I have received an email with a file attached to it that I’ve downloaded (but NOT executed). Avast currently scans this file and finds nothing wrong. However, when looking at it with a hex editor, the string “isxa.exe” and a bunch of ugly URLs are clearly visible within the executable (which is misleadingly named “verslag.doc.exe” and given an Adobe Acrobat (hmmm… why not an MS Word) icon in an obvious attempt to fool unwary users. A Google search of “isxa.exe” lists several alternative virus checkers that consider this file to be malware.

Bottom line is that I think I’ve found a piece of malware that Avast is not catching (a “false negative”). I’d like simple instructions on how to send this file to Avast for inclusion in a future database update, and this forum seems like the logical place to find this info, but it’s not as easy to find as I’d hoped.

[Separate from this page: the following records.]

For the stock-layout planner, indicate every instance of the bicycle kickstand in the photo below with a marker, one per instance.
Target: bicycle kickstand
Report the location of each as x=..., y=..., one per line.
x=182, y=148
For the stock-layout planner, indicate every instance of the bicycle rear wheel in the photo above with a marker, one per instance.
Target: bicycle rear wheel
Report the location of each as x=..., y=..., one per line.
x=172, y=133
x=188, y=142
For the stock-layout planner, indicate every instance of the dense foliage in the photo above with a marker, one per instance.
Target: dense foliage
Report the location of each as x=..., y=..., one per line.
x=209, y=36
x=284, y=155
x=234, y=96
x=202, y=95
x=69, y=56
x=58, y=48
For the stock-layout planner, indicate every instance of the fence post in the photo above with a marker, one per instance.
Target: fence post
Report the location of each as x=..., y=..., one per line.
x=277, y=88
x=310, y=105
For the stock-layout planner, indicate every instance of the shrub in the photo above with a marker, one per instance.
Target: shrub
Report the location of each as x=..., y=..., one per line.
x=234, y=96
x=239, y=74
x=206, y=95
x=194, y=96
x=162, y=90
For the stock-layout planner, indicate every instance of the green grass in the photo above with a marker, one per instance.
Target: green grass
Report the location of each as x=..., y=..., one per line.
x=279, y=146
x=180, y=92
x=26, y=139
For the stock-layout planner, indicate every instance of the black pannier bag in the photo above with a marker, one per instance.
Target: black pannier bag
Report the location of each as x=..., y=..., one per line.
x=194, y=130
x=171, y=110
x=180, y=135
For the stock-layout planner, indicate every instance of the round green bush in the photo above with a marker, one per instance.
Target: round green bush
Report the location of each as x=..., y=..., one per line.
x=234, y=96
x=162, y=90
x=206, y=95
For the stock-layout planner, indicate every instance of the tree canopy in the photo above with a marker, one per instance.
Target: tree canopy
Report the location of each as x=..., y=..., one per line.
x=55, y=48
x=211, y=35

My recommendation would be to place a sticky topic in this forum that explains the procedure for reporting false negatives like this. That same topic might also explain how to report false positives, since that seems like a related idea.

If this information is already posted on this board somewhere, it may not be in the most logical place, and it might be advisable to move it to somewhere where it can be more readily found, like the top of this forum.

Also see (Mini Sticky) False Positives, how to report it to avast! and what to do to exclude them until the problem is corrected.

Or, http://forum.avast.com/index.php?topic=25502.0.

A forum search for False Positive would most certainly return a) instructions on what to do or b) the above link, for more comprehensive instructions. There is a mass of information on the forums, that is why the forum search function is so important, though many never use it.

A false negative, or more commonly called an undetected malware file is also submitted to the same email address for analysis.